I talked a lot in class. Probably too much. It’s very hard to gauge, and as a lecturer even harder to approach a student whose dominance in the discussion has become a problem. These three questions can serve as a barometre to evaluate whether you’ve gone from a helpful participant to a showboating peacock in any group setting, not just the classroom.

1. Is your contribution actually contributing to the discussion by developing someone else’s ideas or is it merely showing off that you know something others don’t?

If the former, be clear as to how your idea is related to the previous contributions without putting words in someone else’s mouth.

“What PERSON just said about SUBJECT made me consider X in a new way.”

You can repeat that phrasing like a mantra until it comes out spontaneously. If the latter, no one likes a know-it-all, so bite your tongue.
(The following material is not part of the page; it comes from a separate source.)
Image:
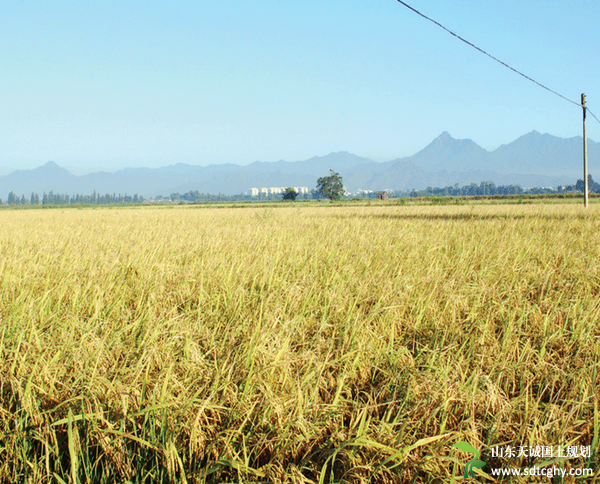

2. Is your contribution likely to interest anyone other than yourself and the professor or discussion leader?

One can safely assume that anyone enrolled in a class on the Crusades is interested in the Knights Templar, but be aware of both the eccentricity of tastes and the specifics of your audience. In other words:

Avoid talking at length about how beautiful Michelangelo’s frescoes are to an audience that includes blind people.

It’s rude. All professors hold office hours (and most even know how to use email) — private chats about topics only of interest to you should happen in those private forums and not in front of a group of hostage listeners.

3. Have you spoken more than everyone else combined?

If the answer to this question is yes, it is time to SHUT UP. Your classmates are not paying to hear you talk. If your coworkers only wanted your input, they would have booked a one-on-one meeting. Your friends want to share their lives too. You can’t listen and speak at the same time. If no one else is talking at all (which sometimes happens and is the absolute worst as a professor or TA), you should still try to

Limit yourself to two unprompted contributions and, maybe, answering another two direct questions to the group that no one else jumps at.

How do you manage your inner chatterbox? What meeting habit of your coworkers’ drives you bananas? What strategies do you employ to ease the tension caused by an attention-seeking interlocutor?